ANALYSTS GIVE PREDICTIONS

When the war ends, what’s next?

After the war, Israeli security oversight in Gaza will be necessary.

Khalid Abu Toameh (left) and Ehud Yaari in Australia.
Khalid Abu Toameh (left) and Ehud Yaari in Australia.

When the Israel-Hamas war finishes, Israel will need to maintain temporary but long-term control over Gaza to demonstrate to Palestinians that Hamas no longer has any authority there, according to analyst Khalid Abu Toameh.

Visiting for the Australia/Israel & Jewish Affairs Council (AIJAC), the Israeli Arab, a senior fellow with the Jerusalem Institute of Public Affairs, told a Melbourne luncheon that while Israel cannot resume its 1967-2005 occupation or rebuild settlements, neither can the Palestinian Authority (PA) become Gaza’s new government.

PA President Mahmoud Abbas would “be happy to go back to Gaza” from which his Fatah faction was violently ejected by Hamas in 2007, but a PA return, favoured by the US, would fail to quell jihadists.

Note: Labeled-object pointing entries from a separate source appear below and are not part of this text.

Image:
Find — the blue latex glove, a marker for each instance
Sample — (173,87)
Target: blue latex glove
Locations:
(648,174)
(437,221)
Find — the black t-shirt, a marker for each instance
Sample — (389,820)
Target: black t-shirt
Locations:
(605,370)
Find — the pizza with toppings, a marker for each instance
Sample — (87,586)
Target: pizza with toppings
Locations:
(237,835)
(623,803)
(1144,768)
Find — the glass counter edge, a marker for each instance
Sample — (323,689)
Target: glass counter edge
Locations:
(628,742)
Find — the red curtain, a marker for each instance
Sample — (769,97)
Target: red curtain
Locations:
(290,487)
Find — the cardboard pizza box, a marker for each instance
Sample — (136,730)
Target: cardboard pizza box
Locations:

Abbas “is not going to fight terrorism, dismantle Hamas and Islamic Jihad, he can’t do it”, said Toameh. “He can’t even do it in the West Bank.”

Abbas and his inner circle have faced US pressure to moderate the PA and prepare it to govern Gaza. But Abbas’s response – replacing Mohammad Shtayyeh with another loyalist Mohammad Mustafa as PM – is no reform.

Toameh noted Hamas’s attempts to draw Israeli Arabs into the October 7 aftermath failed, many sharing Israelis’ horror at the Hamas bloodletting which also claimed 21 Israeli Arab lives. Arabs in Israel have maintained peaceful relations, with “more demonstrations in Sydney and London” than among Israel’s Arab community.

Ehud Yaari, Middle East commentator for Israel’s Channel 12, said Hamas commanders planned for October 7 to trigger “an Al-Aqsa flood”, with Hamas, joined by Iran proxy Hezbollah and forces in Syria, overrunning Israel from Gaza to the West Bank. But Hamas’s co-conspirators shrank from the plan.

Moreover, the opportunity for atrocities at the Nova festival with “lots of hostages, lots of people to kill” diverted the terrorists. Now there are bitter recriminations among Hamas’s factions over how their plan collapsed.

Yaari was adamant that despite warnings from the US, Australia and others, an IDF operation in Rafah must proceed, to remove the four battalions of Hamas’s notorious Rafah Brigade – virtually the terrorist organisation’s last offensive remnant.

If the Rafah Brigade is not destroyed, Israel’s entire war effort would be “a waste of time”, as Hamas, now well on the way to being reverted into “an armed underground” with no hold on territory, could stage an 11th-hour resurgence.

But Yaari believes Israel should make a formal offer to Hamas to surrender in Rafah, so it is clear that if it does not, it alone bears the responsibility for civilian casualties among 1.2 million Palestinians sheltering there.

After the war, Israeli security oversight in Gaza will be necessary, together with a reconstruction agency backed by moderate Arab countries and the West, and “linked to the PA but not subordinate”.

Yaari lamented PM Benjamin Netanyahu’s failure to address any post-conflict scenario and believes that with the war now winding down, its end will bring his rapid political demise.

“The one thing he doesn’t want to get to is the moment after, because in the moment after, he’s [politically] doomed. There will be a million people on the street, who are reluctant to be on the street while Israeli soldiers are fighting.”